The UN's top rights official is to begin a fact-finding mission to Sri Lanka after the government dropped public hostility towards her and promised access to former war zones.

Navi Pillay, who has previously been accused by Colombo of overstepping her mandate, will on Sunday start a week-long mission that will include talks with President Mahinda Rajapakse and trips to the former war zones in the north and east of the island.

We are showing her what we have done and we are also allowing her to visit anywhere and meet anyone

Mahinda Samarasinghe, Sri Lanka's human rights envoy to the UN

The government's U-turn comes as Canada leads calls for a boycott of a Commonwealth summit scheduled to take place in the Sri Lankan capital later this year.

Sri Lanka has resisted pressure from the UN and Western nations for an investigation into allegations that up to 40,000 civilians were killed in the final months of its separatist war, which ended in 2009.

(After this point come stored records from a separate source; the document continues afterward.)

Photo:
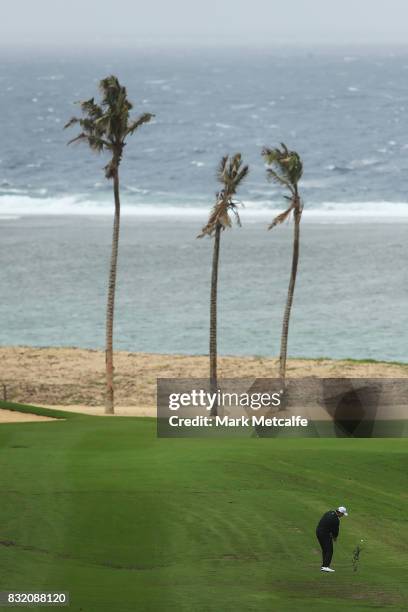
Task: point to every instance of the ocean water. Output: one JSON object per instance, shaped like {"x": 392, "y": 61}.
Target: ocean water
{"x": 346, "y": 114}
{"x": 350, "y": 297}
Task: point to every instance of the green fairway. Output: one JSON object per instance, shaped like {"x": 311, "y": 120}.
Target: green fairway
{"x": 127, "y": 522}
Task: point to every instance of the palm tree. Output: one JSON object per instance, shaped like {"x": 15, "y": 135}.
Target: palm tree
{"x": 230, "y": 174}
{"x": 105, "y": 127}
{"x": 286, "y": 168}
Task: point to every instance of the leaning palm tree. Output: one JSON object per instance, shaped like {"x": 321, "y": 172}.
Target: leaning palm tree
{"x": 286, "y": 168}
{"x": 105, "y": 127}
{"x": 230, "y": 174}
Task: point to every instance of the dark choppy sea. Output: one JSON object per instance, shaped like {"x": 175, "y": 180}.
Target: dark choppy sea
{"x": 346, "y": 113}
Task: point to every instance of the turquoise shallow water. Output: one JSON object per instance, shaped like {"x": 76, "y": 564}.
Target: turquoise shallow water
{"x": 350, "y": 298}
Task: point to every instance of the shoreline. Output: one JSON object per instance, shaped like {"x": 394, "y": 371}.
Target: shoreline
{"x": 73, "y": 379}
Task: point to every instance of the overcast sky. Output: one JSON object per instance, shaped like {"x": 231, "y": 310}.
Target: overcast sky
{"x": 202, "y": 22}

"She has not accepted what we have done (to improve the rights situation)," Sri Lanka's human rights envoy to the UN, Mahinda Samarasinghe, told reporters in Colombo last week.

"So we are showing her what we have done and we are also allowing her to visit anywhere and meet anyone."

A military offensive crushed Tamil Tiger rebels who at the height of their power controlled a third of Sri Lanka's territory. Rajapakse has since been dogged by claims of indiscriminate killing of ethnic Tamils.

Tamil groups are banking on Pillay's first visit to Sri Lanka to revive calls for a war crimes probe.

Her visit follows two resolutions by the UN Human Rights Council (UNHRC) in as many years demanding Colombo hold an independent investigation into "credible allegations" that troops shelled hospitals and refugee camps, and executed surrendering rebels.

The government insists that its troops did not kill civilians and has slammed the UNHRC for "ill-timed and unwarranted" resolutions. Pro-government activists have led demonstrations outside UN offices in Colombo, accusing Pillay of being a US stooge.

Until recently, the government declared much of the former northern war zone off limits to foreign journalists, aid workers and UN staff.